Now let’s see what happens if we change the way that we think about this.  What if we quit customizing so much of the voice?  Then we would end up with something looking like this:

<speak><voice-transformation>This message is for Dan Toczala.  We are informing you of a service interruption tomorrow morning at 9 Marine Drive, Round Rock, Texas 78681.  Please call us at 1-800-123-4567 if you have questions.</voice-transformation></speak>\

So for the non-customized example, we have 225 non-whitespace characters.  Multiply that by 100,000 notices in a month, and I get a rate of 22,500,000 characters a month.  Apply the TTS cost of $0.02 per thousand characters, and you get a final monthly cost of $450.  Customizing my voice could be looked at as a cheap way to have an impact on customer satisfaction (it’s only $222 a month), or a really expensive way to do this (it’s about 49% more expensive than the base translation).  Remember, it all depends on how you want to look at things.  I suggest focusing on your problem and the overall costs of your solution.
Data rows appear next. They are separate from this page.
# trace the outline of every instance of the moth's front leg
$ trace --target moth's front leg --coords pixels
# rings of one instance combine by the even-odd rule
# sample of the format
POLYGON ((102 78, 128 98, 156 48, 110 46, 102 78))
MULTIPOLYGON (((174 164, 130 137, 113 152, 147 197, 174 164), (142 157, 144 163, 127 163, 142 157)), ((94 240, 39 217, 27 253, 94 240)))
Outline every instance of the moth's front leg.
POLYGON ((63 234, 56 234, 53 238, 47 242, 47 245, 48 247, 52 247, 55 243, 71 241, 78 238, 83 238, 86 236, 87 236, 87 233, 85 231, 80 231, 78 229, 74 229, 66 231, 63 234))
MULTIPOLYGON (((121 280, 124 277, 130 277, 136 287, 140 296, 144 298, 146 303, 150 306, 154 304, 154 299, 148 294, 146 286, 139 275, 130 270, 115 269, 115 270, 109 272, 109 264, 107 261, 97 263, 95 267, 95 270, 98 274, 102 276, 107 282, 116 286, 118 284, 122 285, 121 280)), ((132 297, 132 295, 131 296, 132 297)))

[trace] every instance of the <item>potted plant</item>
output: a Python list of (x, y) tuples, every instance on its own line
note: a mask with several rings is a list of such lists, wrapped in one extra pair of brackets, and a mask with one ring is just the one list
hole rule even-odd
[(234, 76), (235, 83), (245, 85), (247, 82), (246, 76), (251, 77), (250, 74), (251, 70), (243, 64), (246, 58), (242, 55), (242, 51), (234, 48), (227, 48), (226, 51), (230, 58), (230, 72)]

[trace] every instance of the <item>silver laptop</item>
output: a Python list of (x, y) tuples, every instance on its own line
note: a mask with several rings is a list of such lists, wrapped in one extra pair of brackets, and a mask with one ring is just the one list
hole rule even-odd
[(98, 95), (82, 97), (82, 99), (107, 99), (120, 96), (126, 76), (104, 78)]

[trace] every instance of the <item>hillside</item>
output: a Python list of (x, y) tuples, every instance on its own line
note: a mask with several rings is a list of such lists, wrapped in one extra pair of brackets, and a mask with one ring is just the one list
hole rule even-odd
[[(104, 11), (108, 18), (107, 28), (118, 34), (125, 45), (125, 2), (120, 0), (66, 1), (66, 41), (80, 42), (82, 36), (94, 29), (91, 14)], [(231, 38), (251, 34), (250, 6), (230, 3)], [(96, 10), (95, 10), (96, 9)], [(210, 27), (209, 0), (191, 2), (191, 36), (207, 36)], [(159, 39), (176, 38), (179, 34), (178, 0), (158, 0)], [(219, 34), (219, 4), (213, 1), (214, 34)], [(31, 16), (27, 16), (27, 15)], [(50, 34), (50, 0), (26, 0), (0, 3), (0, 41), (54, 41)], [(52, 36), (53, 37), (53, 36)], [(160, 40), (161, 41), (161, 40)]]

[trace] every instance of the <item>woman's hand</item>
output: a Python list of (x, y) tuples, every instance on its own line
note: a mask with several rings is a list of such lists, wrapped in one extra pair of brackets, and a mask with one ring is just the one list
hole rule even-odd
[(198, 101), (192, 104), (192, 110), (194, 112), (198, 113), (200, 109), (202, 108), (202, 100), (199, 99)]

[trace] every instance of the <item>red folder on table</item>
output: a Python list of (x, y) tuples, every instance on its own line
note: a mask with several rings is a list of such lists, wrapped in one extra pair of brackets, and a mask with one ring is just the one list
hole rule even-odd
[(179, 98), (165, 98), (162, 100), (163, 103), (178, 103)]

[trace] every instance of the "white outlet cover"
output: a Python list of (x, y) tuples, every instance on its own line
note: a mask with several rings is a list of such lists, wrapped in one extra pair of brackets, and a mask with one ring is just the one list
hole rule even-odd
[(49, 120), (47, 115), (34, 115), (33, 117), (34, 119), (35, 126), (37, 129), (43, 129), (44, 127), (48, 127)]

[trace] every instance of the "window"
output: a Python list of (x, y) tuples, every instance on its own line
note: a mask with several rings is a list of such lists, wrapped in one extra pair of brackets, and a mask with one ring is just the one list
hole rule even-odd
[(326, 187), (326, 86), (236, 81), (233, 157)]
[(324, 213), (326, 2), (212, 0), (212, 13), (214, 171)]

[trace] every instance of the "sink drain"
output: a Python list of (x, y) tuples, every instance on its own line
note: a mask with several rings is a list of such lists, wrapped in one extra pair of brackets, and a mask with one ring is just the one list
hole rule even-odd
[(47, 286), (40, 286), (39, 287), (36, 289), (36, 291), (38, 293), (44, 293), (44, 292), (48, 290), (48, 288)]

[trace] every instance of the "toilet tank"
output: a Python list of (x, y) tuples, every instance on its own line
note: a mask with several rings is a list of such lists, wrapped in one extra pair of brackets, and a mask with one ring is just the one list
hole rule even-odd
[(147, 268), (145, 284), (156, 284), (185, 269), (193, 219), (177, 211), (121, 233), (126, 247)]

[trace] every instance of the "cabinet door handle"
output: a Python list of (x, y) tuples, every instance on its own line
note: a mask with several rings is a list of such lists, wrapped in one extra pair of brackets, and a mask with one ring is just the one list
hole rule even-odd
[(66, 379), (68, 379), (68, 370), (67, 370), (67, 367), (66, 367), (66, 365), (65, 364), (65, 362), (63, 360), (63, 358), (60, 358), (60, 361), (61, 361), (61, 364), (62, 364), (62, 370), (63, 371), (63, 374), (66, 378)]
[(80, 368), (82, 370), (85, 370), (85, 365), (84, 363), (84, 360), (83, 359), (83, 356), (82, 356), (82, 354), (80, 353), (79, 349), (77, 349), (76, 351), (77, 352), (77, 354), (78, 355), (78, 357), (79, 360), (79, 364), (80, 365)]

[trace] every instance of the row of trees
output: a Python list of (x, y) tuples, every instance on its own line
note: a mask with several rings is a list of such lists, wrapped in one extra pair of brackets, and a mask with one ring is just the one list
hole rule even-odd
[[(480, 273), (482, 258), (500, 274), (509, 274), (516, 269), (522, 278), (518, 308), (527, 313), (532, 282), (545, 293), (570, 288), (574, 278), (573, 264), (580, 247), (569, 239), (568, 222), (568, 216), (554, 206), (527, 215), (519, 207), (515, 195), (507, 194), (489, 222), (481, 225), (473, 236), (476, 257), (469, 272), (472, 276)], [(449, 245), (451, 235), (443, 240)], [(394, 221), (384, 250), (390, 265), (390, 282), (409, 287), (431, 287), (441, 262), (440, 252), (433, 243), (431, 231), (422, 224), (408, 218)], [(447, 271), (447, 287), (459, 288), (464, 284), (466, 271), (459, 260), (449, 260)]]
Now let’s look at a final example.  In this example, we’ll keep our customized voice, but we’ll try to stop converting the same text over and over again.  What if our message was built in a way that minimized what needed to be converted each time?  What if we converted a basic message once, and the rest of the customized part for each customer?  So we could do this for each customer:

<speak><voice-transformation type=\\\"Custom\\\" breathiness=\\\"35%\\\" pitch=\\\"-80%\\\" pitch_range=\\\"60%\\\" glottal_tension=\\\"-40%\\\" >This message is for Dan Toczala, who resides at 9 Marine Drive, Round Rock, Texas 78681</voice-transformation></speak>\

And then follow that with this “standard” section which we would only need to convert once (for a one time cost of fractions of a cent):

<speak><voice-transformation type=\\\"Custom\\\" breathiness=\\\"35%\\\" pitch=\\\"-80%\\\" pitch_range=\\\"60%\\\" glottal_tension=\\\"-40%\\\" >We are informing you of a service interruption tomorrow morning. Please call us at 1-800-123-4567 if you have any questions.</voice-transformation></speak>\

So for the modified script example, we have 244 non-whitespace characters.  Multiply that by 100,000 notices in a month, and I get a rate of 24,400,000 characters a month.  Apply the TTS cost and you get a final monthly cost of $488.

Final Conclusions

So let’s look at all of these options together:

ApproachCharacters /
Msg.
Characters /
Month
Monthly
Cost
% Change
Basic
22522,500,000$4500%
Full
Customization
33633,600,000$67249.3%
Modified
Customization
24424,400,000$4888.4%

Looking at things in this way helped us make a rational decision on what things really cost, and helped us look at ways we could maximize our impact and minimize our costs.

P.S.  For those of you who were patient enough to read through this entire article, you can save yourself even more by removing the <speak> and </speak> tags.  These are assumed by the Watson Text To Speech service, so you can omit using them and save yourself 15 characters per message.  For the purposes of this example, that would reduce the monthly cost of each of the above approaches by $30 a month.